It’s hard to downplay the influence of open source software on the spectacular rise of data science. From my perspective as a technology consultant, open source isn’t just an interesting aspect of the data science revolution; it’s absolutely critical.
R, a programming language originated in 1993 by two academics in New Zealand, is a great example of the power of the open source community on the global economy. Conceived specifically for statistical data analysis, R has played a major role in elevating the practice of analytics to its present state, and it seems likely to continue as a propulsive force in this rapidly growing field.
The rise of data science and the role of R in fueling that ascent make it imperative for schools and universities to revisit their curricula in at least three areas of study: computer science, statistics and business.
Why those three areas? For the answer, let’s look at the role of the modern data scientist. Unlike a pure statistician, a data scientist is also expected to write code and understand business. Data science is a multi-disciplinary practice requiring a broad range of knowledge and insight. It’s not unusual for a data scientist to explore a fresh set of data in the morning, create a model before lunch, run a series of analytics in the afternoon and brief a team of digital marketers before heading home at night.
In addition to possessing a wide range of practical knowledge, a data scientist must also be agile and flexible. Today’s swiftly changing markets require lightning fast reflexes – companies must be capable of assessing new data and responding in the space of a heartbeat to unexpected shifts in commerce, across all industry verticals and economic sectors.

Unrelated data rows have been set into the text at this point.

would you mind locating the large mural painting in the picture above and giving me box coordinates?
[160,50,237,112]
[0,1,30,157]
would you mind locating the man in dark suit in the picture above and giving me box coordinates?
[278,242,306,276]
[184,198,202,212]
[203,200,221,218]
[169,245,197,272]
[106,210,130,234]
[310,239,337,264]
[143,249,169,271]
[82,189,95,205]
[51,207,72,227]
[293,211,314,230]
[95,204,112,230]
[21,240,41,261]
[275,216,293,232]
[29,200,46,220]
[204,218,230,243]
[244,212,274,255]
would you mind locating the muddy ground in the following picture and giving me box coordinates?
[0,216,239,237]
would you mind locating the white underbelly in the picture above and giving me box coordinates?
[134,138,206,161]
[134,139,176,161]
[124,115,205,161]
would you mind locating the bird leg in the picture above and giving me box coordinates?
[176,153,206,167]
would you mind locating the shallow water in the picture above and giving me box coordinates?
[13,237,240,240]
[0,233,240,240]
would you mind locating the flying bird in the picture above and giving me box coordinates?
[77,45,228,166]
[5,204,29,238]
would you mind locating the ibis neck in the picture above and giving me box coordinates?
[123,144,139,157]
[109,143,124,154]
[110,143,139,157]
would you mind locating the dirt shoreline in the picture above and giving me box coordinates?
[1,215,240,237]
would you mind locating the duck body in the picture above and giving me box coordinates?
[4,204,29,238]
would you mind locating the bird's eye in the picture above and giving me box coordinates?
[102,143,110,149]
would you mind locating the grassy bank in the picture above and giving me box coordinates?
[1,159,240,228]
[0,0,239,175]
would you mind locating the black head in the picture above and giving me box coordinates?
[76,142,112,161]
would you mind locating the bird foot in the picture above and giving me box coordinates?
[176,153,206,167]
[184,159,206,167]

The speed of modern business plays to the strengths of data science and open source programming. In the past, business moved relatively slowly and large-scale market trends were fairly predictable. As a result, most companies were quite comfortable relying on proprietary (closed source) software to analyze data. The downside of proprietary software, however, is that it cannot be quickly modified or updated to handle unexpected circumstances or disruptions of existing business models. Until recently, it was common practice for traditional vendors to release updated versions of critical proprietary software quarterly or annually.
Open source software can be modified or rewritten in days or hours, making it an ideal choice for real-time analytics. The global R community also generates tools and statistical packages that can be downloaded at no cost, giving data scientists a virtually inexhaustible supply of fresh programming resources.
Moreover, the open source movement is democratizing data science. In the past, you needed special training on a proprietary system and years of experience to become a valuable member of a business or research team. Thanks to a wider choice of open source tools, more people can begin contributing valuable insight and analysis from the start.
I encourage any student who is interested in computer science, statistics or business to learn as much about R as possible. I also urge schools and universities to offer classes and instruction in open source programming. The multi-disciplinary nature of the modern economy requires all of us to look beyond traditional disciplines and develop new skills. I know there’s a lot of talk about the need for specialization, but data science welcomes people who are genuinely interested in the world around them.
I’ve had a wonderful career in the technology industry, and from my point of view, our best days are still ahead of us. The combination of data science and open source programming opens up a new universe of opportunities at many levels and in many places. Let’s grab those opportunities and run with them.